İlk bölümün aldığı kötü eleştiriler de sıkar canını... Çekimlerde “Arkadaşlar, çok özür dilerim, birazdan bağıracağım” diyen biri olarak kendisine 1 ay mühlet tanır: Bu sürede Şahika’yla barışamazsa, hâlâ uykuları kaçıyorsa ayrılacaktır.

Ama alışır sonunda ve sever Şahika’yı. Kendisinin de, lahmacununun ucundan koparılmaya kalkışıldığında masa devirmişliği vardır neticede. Hatta kendi tabiriyle “Binlerce Şahika vardır içinde”.
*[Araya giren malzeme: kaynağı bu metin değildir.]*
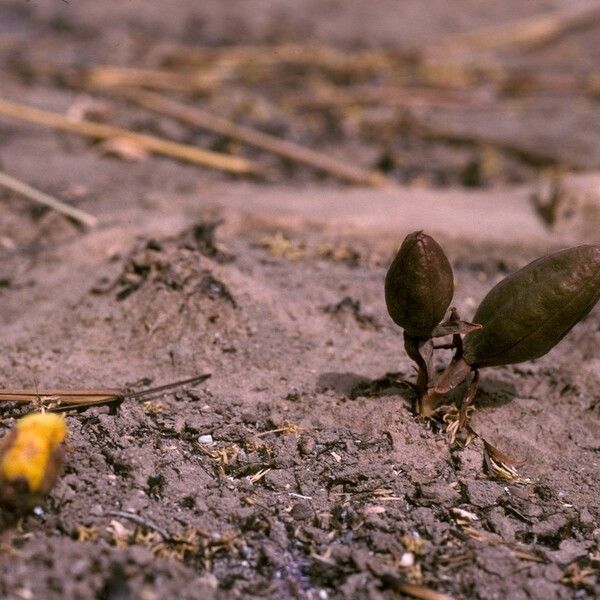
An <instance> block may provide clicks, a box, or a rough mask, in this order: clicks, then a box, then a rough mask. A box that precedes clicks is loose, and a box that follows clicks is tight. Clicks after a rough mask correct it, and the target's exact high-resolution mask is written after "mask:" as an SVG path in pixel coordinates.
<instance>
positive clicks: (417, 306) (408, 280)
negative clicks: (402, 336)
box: [385, 231, 454, 339]
mask: <svg viewBox="0 0 600 600" xmlns="http://www.w3.org/2000/svg"><path fill="white" fill-rule="evenodd" d="M453 293H454V276H453V273H452V267H451V266H450V263H449V262H448V258H447V257H446V255H445V254H444V251H443V250H442V248H441V247H440V245H439V244H438V243H437V242H436V241H435V240H434V239H433V238H432V237H431V236H429V235H427V234H425V233H423V232H422V231H416V232H414V233H411V234H409V235H407V236H406V238H405V240H404V242H402V246H401V247H400V250H399V251H398V254H396V258H394V260H393V262H392V264H391V265H390V268H389V269H388V272H387V275H386V278H385V302H386V304H387V309H388V313H389V314H390V317H392V319H393V320H394V322H395V323H396V324H397V325H399V326H400V327H403V328H404V330H405V332H406V334H407V335H409V336H410V337H414V338H421V339H422V338H428V337H430V335H431V332H432V331H433V328H434V327H435V326H436V325H438V323H439V322H440V321H441V320H442V319H443V318H444V315H445V313H446V311H447V310H448V307H449V306H450V302H451V301H452V295H453Z"/></svg>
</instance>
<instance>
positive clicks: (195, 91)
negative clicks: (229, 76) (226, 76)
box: [77, 66, 220, 92]
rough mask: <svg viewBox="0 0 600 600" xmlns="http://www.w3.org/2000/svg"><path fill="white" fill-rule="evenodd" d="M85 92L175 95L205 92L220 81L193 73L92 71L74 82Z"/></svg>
mask: <svg viewBox="0 0 600 600" xmlns="http://www.w3.org/2000/svg"><path fill="white" fill-rule="evenodd" d="M77 83H79V84H83V85H84V86H85V87H88V88H95V89H111V88H122V87H126V86H133V87H148V88H152V89H159V90H168V91H179V92H208V91H211V90H214V89H215V88H216V87H217V86H218V85H219V83H220V78H219V77H217V76H216V75H214V74H211V73H208V72H201V71H198V70H197V69H195V70H190V71H186V72H181V71H180V72H173V71H164V70H160V69H136V68H130V67H110V66H106V67H94V68H93V69H90V70H89V71H86V72H85V73H84V75H83V76H82V77H81V81H77Z"/></svg>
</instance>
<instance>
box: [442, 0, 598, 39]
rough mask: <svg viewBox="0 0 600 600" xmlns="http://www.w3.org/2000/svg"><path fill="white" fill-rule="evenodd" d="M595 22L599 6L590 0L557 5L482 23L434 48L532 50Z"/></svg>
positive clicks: (588, 27) (597, 21) (590, 25)
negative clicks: (532, 49)
mask: <svg viewBox="0 0 600 600" xmlns="http://www.w3.org/2000/svg"><path fill="white" fill-rule="evenodd" d="M598 23H600V6H598V3H597V2H594V3H591V4H586V5H584V6H570V7H568V8H561V9H559V10H555V11H551V12H546V13H543V14H541V15H535V16H533V17H529V18H526V19H521V20H518V21H515V22H512V23H508V24H505V25H495V26H492V27H484V28H481V29H478V30H476V31H474V32H471V33H466V34H463V35H459V36H456V37H454V38H452V39H450V40H448V41H446V42H442V43H441V44H440V45H439V46H437V47H436V48H434V50H440V51H442V50H443V51H446V50H493V49H496V48H502V47H522V48H525V49H528V50H532V49H535V48H538V47H540V46H543V45H545V44H548V43H550V42H553V41H555V40H557V39H560V38H561V37H563V36H564V35H566V34H568V33H571V32H573V31H578V30H581V29H587V28H590V27H594V26H595V25H597V24H598Z"/></svg>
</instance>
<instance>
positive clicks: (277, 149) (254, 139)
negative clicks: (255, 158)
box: [118, 89, 391, 186]
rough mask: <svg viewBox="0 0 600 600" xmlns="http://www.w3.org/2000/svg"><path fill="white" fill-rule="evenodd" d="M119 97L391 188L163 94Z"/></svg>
mask: <svg viewBox="0 0 600 600" xmlns="http://www.w3.org/2000/svg"><path fill="white" fill-rule="evenodd" d="M118 93H119V94H121V95H123V96H125V97H126V98H127V99H128V100H131V101H133V102H135V103H136V104H139V105H140V106H144V107H146V108H149V109H151V110H154V111H156V112H159V113H161V114H166V115H169V116H171V117H175V118H177V119H180V120H181V121H185V122H186V123H190V124H191V125H195V126H196V127H201V128H202V129H207V130H209V131H212V132H214V133H218V134H220V135H225V136H227V137H230V138H233V139H236V140H239V141H241V142H244V143H246V144H250V145H252V146H255V147H257V148H261V149H262V150H266V151H267V152H273V153H274V154H278V155H279V156H283V157H284V158H287V159H289V160H293V161H295V162H299V163H303V164H306V165H309V166H311V167H314V168H316V169H319V170H320V171H324V172H326V173H329V174H330V175H333V176H335V177H338V178H339V179H343V180H345V181H349V182H351V183H358V184H361V185H370V186H385V185H391V182H390V181H389V180H388V179H386V178H385V177H384V176H383V175H381V174H380V173H377V172H375V171H368V170H365V169H361V168H360V167H356V166H354V165H349V164H347V163H345V162H342V161H341V160H337V159H335V158H331V157H330V156H327V155H326V154H323V153H321V152H317V151H316V150H311V149H309V148H304V147H303V146H299V145H298V144H294V143H293V142H290V141H287V140H282V139H280V138H277V137H275V136H273V135H269V134H267V133H262V132H261V131H257V130H255V129H252V128H251V127H246V126H244V125H238V124H236V123H233V122H232V121H230V120H228V119H225V118H223V117H219V116H217V115H214V114H212V113H209V112H207V111H204V110H201V109H199V108H196V107H192V106H187V105H185V104H182V103H180V102H177V101H175V100H171V99H170V98H167V97H165V96H163V95H161V94H156V93H153V92H145V91H141V90H127V89H125V90H119V92H118Z"/></svg>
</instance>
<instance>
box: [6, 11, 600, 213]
mask: <svg viewBox="0 0 600 600" xmlns="http://www.w3.org/2000/svg"><path fill="white" fill-rule="evenodd" d="M599 37H600V2H597V1H589V0H585V1H583V0H582V1H569V2H564V1H558V0H556V1H550V0H530V1H528V2H517V1H516V0H515V1H512V0H507V1H505V2H481V1H477V0H460V1H459V0H457V1H454V2H445V1H442V0H431V1H429V2H420V1H417V0H374V1H370V2H362V1H361V0H294V1H291V0H270V1H267V0H203V1H202V2H195V1H191V0H190V1H185V0H179V1H176V2H171V3H168V5H167V4H166V3H165V2H162V1H159V0H130V1H128V2H123V1H122V0H104V1H103V2H95V1H93V0H69V1H67V0H64V1H60V0H37V1H35V2H26V1H24V0H4V1H3V2H2V3H1V4H0V70H1V79H0V81H1V86H0V88H1V89H0V98H1V99H2V102H1V103H0V168H1V169H2V170H4V171H6V172H7V173H10V174H11V175H12V176H14V177H18V178H19V179H20V180H25V181H26V182H27V183H29V184H32V185H35V186H37V187H40V188H43V189H44V190H45V191H46V192H47V193H49V194H52V195H53V196H60V198H62V199H63V200H65V201H66V202H68V203H70V204H71V205H81V206H83V207H86V206H87V203H88V202H89V201H93V200H95V201H97V200H98V198H99V197H103V198H107V197H110V198H112V199H114V201H115V202H116V203H117V205H120V204H121V203H122V202H123V200H124V198H125V197H126V198H127V199H128V201H129V202H131V201H132V197H136V198H139V197H140V195H143V189H144V188H145V189H148V188H151V189H154V190H163V191H165V192H169V191H171V192H173V191H177V192H180V193H192V192H194V191H195V190H197V189H198V185H207V184H209V183H210V182H215V181H217V182H221V181H225V182H230V181H231V182H233V181H238V180H240V179H248V180H250V181H255V182H260V183H263V184H266V185H270V184H274V183H278V184H285V185H290V186H303V185H305V184H307V183H318V184H319V185H325V186H329V187H337V186H340V185H342V186H348V185H352V186H357V185H358V186H386V185H398V184H401V185H407V186H413V187H426V188H434V189H440V188H458V189H465V188H484V189H487V188H494V187H506V186H513V185H523V184H531V183H533V182H538V181H540V180H545V181H556V180H557V178H560V177H563V176H564V175H565V174H567V173H571V172H581V171H593V170H594V169H596V168H597V166H598V162H599V161H600V118H599V117H600V102H599V99H600V70H599V68H598V66H599V64H600V44H599V43H598V41H599ZM32 107H33V108H36V109H40V110H41V111H42V112H35V111H33V112H32V111H31V108H32ZM57 115H58V118H57ZM61 119H62V120H61ZM88 121H92V122H93V123H101V124H103V125H108V126H110V127H118V128H119V129H118V130H111V129H108V130H105V129H97V128H94V127H93V126H92V128H91V129H90V127H89V126H88V123H87V122H88ZM66 132H74V133H75V134H73V133H66ZM139 133H143V134H147V135H150V136H152V139H151V140H148V139H140V138H139V137H137V138H136V135H137V134H139ZM173 142H175V143H176V147H172V146H169V144H172V143H173ZM194 148H195V149H200V150H201V151H200V152H196V151H194V150H193V149H194ZM205 151H209V152H208V153H203V152H205ZM154 155H158V156H159V157H155V156H154ZM165 157H166V158H165ZM189 163H192V164H193V165H194V166H193V167H191V166H190V164H189ZM552 201H553V200H552V193H551V192H547V193H546V194H545V196H544V198H542V200H541V204H542V205H543V206H542V208H541V210H540V215H541V216H542V218H543V219H545V220H546V221H547V222H549V223H551V222H552V220H553V219H554V220H556V215H554V214H552V213H553V211H555V208H556V207H554V206H553V205H552ZM98 210H100V211H101V210H102V208H101V207H100V208H99V209H98ZM111 210H114V206H112V208H111ZM5 222H6V221H5Z"/></svg>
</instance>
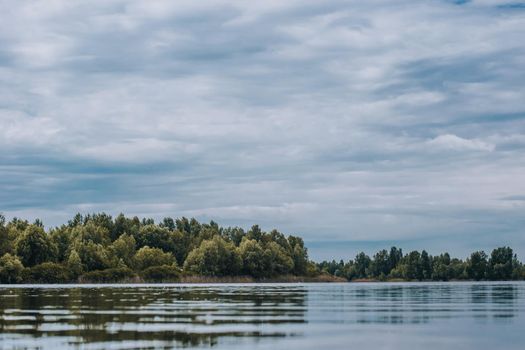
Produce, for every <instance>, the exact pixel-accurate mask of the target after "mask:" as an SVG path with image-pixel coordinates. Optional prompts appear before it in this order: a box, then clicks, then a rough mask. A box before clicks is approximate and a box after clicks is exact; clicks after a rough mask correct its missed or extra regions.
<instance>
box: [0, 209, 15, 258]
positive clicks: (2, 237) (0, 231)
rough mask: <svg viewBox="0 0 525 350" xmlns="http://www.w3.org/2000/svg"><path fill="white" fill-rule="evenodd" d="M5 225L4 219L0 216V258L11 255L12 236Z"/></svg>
mask: <svg viewBox="0 0 525 350" xmlns="http://www.w3.org/2000/svg"><path fill="white" fill-rule="evenodd" d="M11 232H12V231H10V230H9V229H8V228H7V226H6V225H5V217H4V216H3V215H2V214H0V256H3V255H4V254H6V253H13V245H14V244H13V243H14V239H15V237H14V235H13V234H12V233H11Z"/></svg>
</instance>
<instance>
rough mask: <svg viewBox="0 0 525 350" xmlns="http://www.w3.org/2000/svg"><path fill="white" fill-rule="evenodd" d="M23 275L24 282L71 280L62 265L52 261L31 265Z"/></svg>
mask: <svg viewBox="0 0 525 350" xmlns="http://www.w3.org/2000/svg"><path fill="white" fill-rule="evenodd" d="M24 275H25V276H24V282H29V283H67V282H69V281H70V280H71V276H70V274H69V272H68V270H67V269H66V268H65V267H64V266H62V265H60V264H57V263H52V262H46V263H42V264H40V265H36V266H33V267H32V268H30V269H27V272H26V273H25V274H24Z"/></svg>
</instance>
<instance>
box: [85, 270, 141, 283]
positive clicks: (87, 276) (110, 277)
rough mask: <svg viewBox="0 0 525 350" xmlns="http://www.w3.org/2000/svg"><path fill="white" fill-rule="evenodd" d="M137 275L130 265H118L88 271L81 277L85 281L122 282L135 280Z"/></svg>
mask: <svg viewBox="0 0 525 350" xmlns="http://www.w3.org/2000/svg"><path fill="white" fill-rule="evenodd" d="M136 277H137V275H136V273H135V272H133V270H131V269H130V268H129V267H117V268H111V269H106V270H97V271H90V272H86V273H85V274H83V275H82V276H80V278H79V279H80V281H81V282H83V283H121V282H129V281H133V280H134V279H135V278H136Z"/></svg>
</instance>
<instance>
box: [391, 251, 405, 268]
mask: <svg viewBox="0 0 525 350" xmlns="http://www.w3.org/2000/svg"><path fill="white" fill-rule="evenodd" d="M402 258H403V250H402V249H398V248H396V247H392V248H390V253H389V254H388V262H389V265H390V266H389V268H390V270H392V269H394V268H395V267H396V266H397V264H399V262H400V261H401V259H402Z"/></svg>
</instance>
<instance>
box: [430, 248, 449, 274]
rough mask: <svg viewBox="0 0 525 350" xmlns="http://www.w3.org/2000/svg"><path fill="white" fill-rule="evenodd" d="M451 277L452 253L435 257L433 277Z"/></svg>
mask: <svg viewBox="0 0 525 350" xmlns="http://www.w3.org/2000/svg"><path fill="white" fill-rule="evenodd" d="M450 277H451V269H450V255H449V254H448V253H444V254H441V255H439V256H436V257H434V259H433V264H432V279H433V280H435V281H448V280H449V279H450Z"/></svg>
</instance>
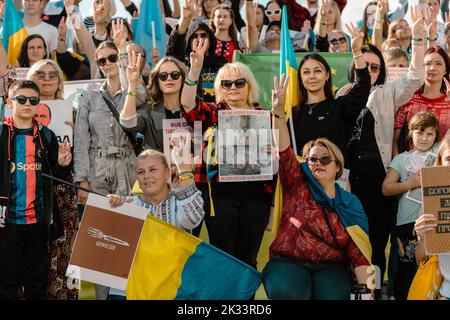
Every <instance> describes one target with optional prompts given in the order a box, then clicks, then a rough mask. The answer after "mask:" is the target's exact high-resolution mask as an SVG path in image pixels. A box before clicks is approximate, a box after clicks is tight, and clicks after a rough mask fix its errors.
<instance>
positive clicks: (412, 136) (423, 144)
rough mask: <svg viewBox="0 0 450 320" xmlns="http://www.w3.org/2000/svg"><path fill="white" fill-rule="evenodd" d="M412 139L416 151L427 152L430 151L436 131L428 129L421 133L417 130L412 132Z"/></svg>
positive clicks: (435, 129) (418, 129) (430, 129)
mask: <svg viewBox="0 0 450 320" xmlns="http://www.w3.org/2000/svg"><path fill="white" fill-rule="evenodd" d="M412 139H413V145H414V148H415V149H416V150H419V151H422V152H425V151H428V150H430V149H431V147H432V146H433V144H434V141H435V139H436V129H435V128H433V127H428V128H425V130H423V131H421V130H419V129H416V130H413V133H412Z"/></svg>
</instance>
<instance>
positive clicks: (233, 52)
mask: <svg viewBox="0 0 450 320" xmlns="http://www.w3.org/2000/svg"><path fill="white" fill-rule="evenodd" d="M236 49H237V46H236V43H234V41H233V40H230V41H222V40H219V39H217V38H216V55H218V56H223V57H225V59H227V61H228V62H233V53H234V50H236Z"/></svg>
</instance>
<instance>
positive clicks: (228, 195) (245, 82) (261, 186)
mask: <svg viewBox="0 0 450 320" xmlns="http://www.w3.org/2000/svg"><path fill="white" fill-rule="evenodd" d="M207 47H208V39H201V40H200V41H199V42H198V44H197V45H196V46H195V48H194V50H193V52H192V53H191V55H190V60H191V68H190V70H189V75H188V76H187V77H186V81H185V86H184V87H183V92H182V95H181V103H182V105H183V108H184V111H185V114H183V116H184V118H185V119H186V120H187V121H188V123H189V124H191V125H192V123H193V122H194V121H196V120H201V121H203V122H202V127H203V132H204V136H205V139H206V140H207V143H205V144H204V146H203V147H204V148H203V150H204V151H208V150H210V149H211V148H210V147H212V144H214V142H213V141H212V139H213V137H214V132H215V130H216V129H217V126H218V114H219V111H220V110H235V109H236V110H251V109H256V110H261V109H262V107H261V105H260V104H259V103H258V102H257V101H258V97H259V91H258V86H257V83H256V80H255V77H254V76H253V74H252V73H251V71H250V69H249V68H248V67H247V66H246V65H244V64H242V63H240V62H235V63H228V64H226V65H224V66H223V67H222V68H221V69H220V70H219V72H218V74H217V76H216V79H215V82H214V89H215V94H216V103H206V102H204V101H202V100H201V99H199V98H197V99H196V90H197V82H198V79H199V76H200V73H201V70H202V65H203V58H204V53H205V51H206V50H207ZM207 154H209V153H208V152H207ZM207 158H208V156H207ZM204 160H206V161H205V162H204V163H203V164H202V165H201V166H200V167H198V168H197V171H196V172H195V173H196V182H197V186H198V187H199V189H200V190H201V191H202V195H203V199H204V203H205V212H206V215H205V222H206V227H207V229H208V235H209V240H210V242H211V244H213V245H215V246H217V247H218V248H220V249H222V250H224V251H226V252H228V253H229V254H231V255H233V256H235V257H236V258H238V259H240V260H242V261H244V262H245V263H247V264H249V265H251V266H253V267H254V268H256V263H257V262H256V257H257V255H258V251H259V247H260V244H261V241H262V238H263V235H264V231H265V228H266V226H267V223H268V220H269V214H270V205H271V201H270V200H271V199H270V194H268V193H267V192H266V190H267V188H266V186H267V185H266V183H264V182H263V181H261V182H259V181H256V182H227V183H220V182H218V181H219V179H218V176H217V175H214V174H213V172H214V169H211V170H210V168H211V166H209V165H208V164H207V163H206V162H207V161H208V160H207V159H204ZM209 187H210V189H209Z"/></svg>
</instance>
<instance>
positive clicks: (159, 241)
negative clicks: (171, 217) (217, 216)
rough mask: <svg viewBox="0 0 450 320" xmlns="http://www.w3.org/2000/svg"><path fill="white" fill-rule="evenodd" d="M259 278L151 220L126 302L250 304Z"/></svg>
mask: <svg viewBox="0 0 450 320" xmlns="http://www.w3.org/2000/svg"><path fill="white" fill-rule="evenodd" d="M261 281H262V276H261V274H260V273H259V272H258V271H257V270H255V269H254V268H252V267H251V266H249V265H247V264H245V263H244V262H242V261H240V260H238V259H236V258H234V257H232V256H231V255H229V254H227V253H225V252H224V251H222V250H220V249H218V248H216V247H214V246H213V245H210V244H209V243H207V242H205V241H203V240H201V239H199V238H196V237H194V236H192V235H190V234H189V233H187V232H185V231H183V230H180V229H178V228H176V227H174V226H172V225H170V224H167V223H165V222H163V221H161V220H159V219H157V218H155V217H152V216H148V217H147V221H146V222H145V225H144V230H143V231H142V236H141V240H140V242H139V247H138V251H137V253H136V257H135V259H134V263H133V267H132V269H131V273H130V276H129V278H128V285H127V290H126V295H127V300H247V299H250V298H251V296H252V295H253V294H254V293H255V292H256V290H257V289H258V288H259V286H260V284H261Z"/></svg>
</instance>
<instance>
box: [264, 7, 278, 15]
mask: <svg viewBox="0 0 450 320" xmlns="http://www.w3.org/2000/svg"><path fill="white" fill-rule="evenodd" d="M265 13H266V16H271V15H273V14H280V13H281V10H280V9H275V10H273V11H272V10H266V11H265Z"/></svg>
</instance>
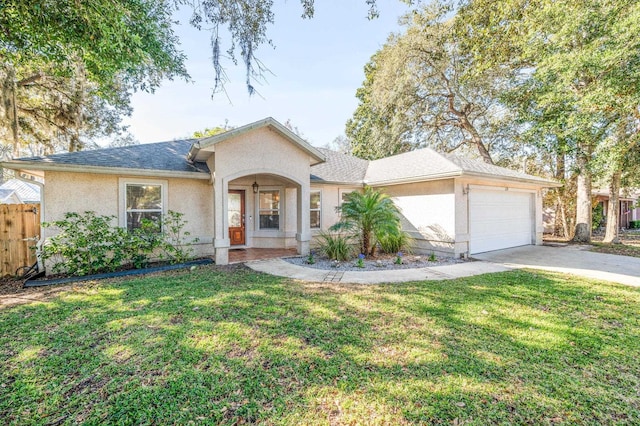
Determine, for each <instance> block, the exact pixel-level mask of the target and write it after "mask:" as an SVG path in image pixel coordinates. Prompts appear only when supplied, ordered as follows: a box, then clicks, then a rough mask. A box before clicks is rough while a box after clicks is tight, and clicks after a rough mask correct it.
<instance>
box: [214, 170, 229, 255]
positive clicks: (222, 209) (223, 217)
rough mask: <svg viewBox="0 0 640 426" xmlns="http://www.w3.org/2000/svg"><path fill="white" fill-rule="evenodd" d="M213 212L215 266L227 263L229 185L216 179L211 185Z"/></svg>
mask: <svg viewBox="0 0 640 426" xmlns="http://www.w3.org/2000/svg"><path fill="white" fill-rule="evenodd" d="M213 188H214V189H213V200H214V201H213V210H214V214H213V216H214V228H215V231H214V239H213V246H214V248H215V251H216V255H215V262H216V265H227V264H228V263H229V247H231V240H230V239H229V223H228V221H227V198H228V197H227V192H228V189H229V184H228V183H227V181H226V180H224V179H221V178H216V179H215V181H214V184H213Z"/></svg>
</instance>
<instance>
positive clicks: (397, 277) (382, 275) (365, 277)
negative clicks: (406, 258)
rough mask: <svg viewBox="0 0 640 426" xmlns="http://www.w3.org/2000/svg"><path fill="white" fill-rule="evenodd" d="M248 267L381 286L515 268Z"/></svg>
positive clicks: (491, 267) (497, 267) (444, 279)
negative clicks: (318, 267)
mask: <svg viewBox="0 0 640 426" xmlns="http://www.w3.org/2000/svg"><path fill="white" fill-rule="evenodd" d="M246 265H247V266H248V267H249V268H251V269H253V270H254V271H258V272H264V273H266V274H270V275H276V276H280V277H288V278H293V279H296V280H302V281H312V282H332V283H353V284H381V283H398V282H405V281H424V280H447V279H453V278H462V277H470V276H472V275H481V274H488V273H491V272H504V271H508V270H510V269H512V268H509V267H506V266H503V265H498V264H494V263H490V262H465V263H457V264H453V265H444V266H434V267H432V268H420V269H394V270H391V271H362V272H359V271H341V270H339V269H336V270H325V269H315V268H306V267H304V266H299V265H294V264H291V263H289V262H287V261H284V260H282V259H268V260H256V261H252V262H247V263H246Z"/></svg>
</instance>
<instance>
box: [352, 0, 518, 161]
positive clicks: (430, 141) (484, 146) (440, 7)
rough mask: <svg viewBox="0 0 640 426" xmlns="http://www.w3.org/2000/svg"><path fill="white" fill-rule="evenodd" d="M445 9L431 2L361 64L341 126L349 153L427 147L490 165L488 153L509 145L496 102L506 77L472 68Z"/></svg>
mask: <svg viewBox="0 0 640 426" xmlns="http://www.w3.org/2000/svg"><path fill="white" fill-rule="evenodd" d="M449 14H450V9H449V8H447V7H444V6H443V5H441V4H435V5H432V6H430V7H426V8H424V9H422V10H421V11H420V13H413V14H410V15H408V16H407V17H406V18H405V19H406V21H405V25H406V26H407V29H406V32H405V33H403V34H401V35H392V36H391V37H390V38H389V40H388V41H387V44H385V46H384V47H383V48H382V49H381V50H380V51H378V52H377V53H376V54H375V55H374V56H373V57H372V60H371V62H370V63H369V64H368V65H367V66H366V67H365V73H366V80H365V82H364V84H363V86H362V87H361V88H360V89H359V90H358V92H357V94H356V96H357V97H358V99H359V100H360V104H359V106H358V109H357V110H356V112H355V113H354V117H353V118H352V119H351V120H350V121H349V122H348V123H347V135H348V136H349V137H350V138H351V139H352V140H353V141H354V153H356V154H364V155H363V156H364V157H366V158H376V157H378V158H379V157H382V156H385V155H389V154H395V153H397V152H402V151H406V150H409V149H413V148H415V147H419V146H423V145H425V144H427V145H430V146H433V147H436V148H438V149H441V150H445V151H452V150H455V149H458V148H461V147H466V148H467V149H472V150H474V151H475V152H477V154H478V155H479V156H480V157H481V158H482V159H483V160H484V161H485V162H487V163H493V159H492V157H491V153H490V151H492V150H493V151H496V150H498V149H499V147H500V145H501V144H505V143H506V144H510V143H511V142H512V141H511V140H509V138H507V137H505V134H504V132H503V131H504V130H506V129H508V127H507V126H505V123H508V117H509V116H508V111H507V110H505V108H504V107H503V105H502V104H501V103H500V102H499V94H500V93H501V92H502V91H504V90H505V87H504V84H505V83H506V82H507V80H506V78H505V76H504V75H503V73H502V70H501V69H500V68H498V67H496V68H488V69H486V70H484V72H482V73H478V72H476V69H475V65H474V62H475V59H474V58H473V56H471V55H467V54H466V53H465V52H464V51H462V50H461V49H460V43H459V40H458V38H457V37H458V36H457V33H456V32H455V31H454V30H455V27H454V22H455V18H451V17H450V16H449Z"/></svg>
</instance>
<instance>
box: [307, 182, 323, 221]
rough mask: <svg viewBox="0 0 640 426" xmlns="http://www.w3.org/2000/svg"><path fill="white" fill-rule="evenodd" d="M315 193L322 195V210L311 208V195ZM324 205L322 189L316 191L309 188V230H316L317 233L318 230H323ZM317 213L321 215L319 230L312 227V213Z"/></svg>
mask: <svg viewBox="0 0 640 426" xmlns="http://www.w3.org/2000/svg"><path fill="white" fill-rule="evenodd" d="M314 192H319V193H320V208H318V209H312V208H311V194H313V193H314ZM322 204H323V200H322V189H319V188H316V189H312V188H309V229H310V230H311V231H314V230H316V231H317V230H321V229H322V222H323V220H322ZM316 211H317V212H318V213H320V223H319V226H318V227H317V228H312V227H311V212H316Z"/></svg>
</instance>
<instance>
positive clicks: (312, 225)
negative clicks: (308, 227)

İçindeki Şahika’ları kamera karşısında serbest bırakıp hayatını sessiz sedasız yaşayan bir kadın Binnur Kaya. Beyaz Şov’da görüldüğü üzere tutuk, çekingen bir tarafı var. Kendisi için de üç gün sokağa çıkmasına engel olan, hayat boyu üzülerek hatırlayacağı bir canlı yayın ‘kazası’ o program. Dualarına bir yenisini eklemiş o gün: “Hayat kimseyi kendini ifade etme halinden mahrum bırakmasın.”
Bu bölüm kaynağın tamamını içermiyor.